深夜十一点五十九分,南城郊区的江家老宅外。
暴雨如注,雷声在云层中翻滚,青石台阶被雨水冲刷得发亮,倒映着门廊下昏黄的灯光。风卷着雨帘拍打在铁门上,发出沉闷的响声,像是某种压抑已久的咆哮。
江砚深跪在门外。
他身高一米九,此刻却低垂着头,湿透的黑色西装紧贴身体,头发贴在额前,水珠顺着眉骨滑落,混着不知是雨还是汗的液体滴在石阶上。他的膝盖压着碎石,指节因用力而泛白,左手腕上的百达翡丽表盘已经渗出血丝——那是生母留下的唯一遗物,也是他十八年来从未摘下的执念。
他是江氏集团的亲生独子,三岁那年被继母沈曼丽设计坠海,从此流落云城孤儿院,生死无名。
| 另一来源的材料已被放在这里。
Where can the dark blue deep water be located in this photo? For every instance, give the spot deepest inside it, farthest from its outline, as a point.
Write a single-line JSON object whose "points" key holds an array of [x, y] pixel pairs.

十八年后归来,身份未被承认,反被拒之门外,像一条流浪狗般跪在祖宅之外。
门内传来高跟鞋敲击大理石地面的声音,由远及近。
来人是沈曼丽,江砚深的继母,江家实际掌权者。她并未露面,只站在门后玻璃内侧,声音透过对讲机传出,带着刻意压制的冷意:“你还知道回来?江家不认罪奴,更不收野种。滚回你该待的地方去。”
江砚深没动。
雨水顺着他的下颌线滴落,肩膀微微颤抖,不是因为冷,而是因为克制。他知道这扇门后有多少双眼睛在盯着他,监控、保镖、隐藏在暗处的杀手。他不能死在这里,至少现在不能。
他在等。
零点整。
脑海中忽然浮现一行文字:【签到成功。财富值已注入全球匿名账户,额度:1×1012(万亿)。解锁能力:碎山之力,持续时间三分钟,冷却二十四小时。】
他的呼吸一顿。
万亿财富,对他此刻而言毫无意义。但他能感受到体内骤然涌起的力量,像是地底岩浆冲破封印,沿着骨骼蔓延至四肢百骸。他的皮肤下仿佛有某种纹路在游走,右手指尖微微发烫。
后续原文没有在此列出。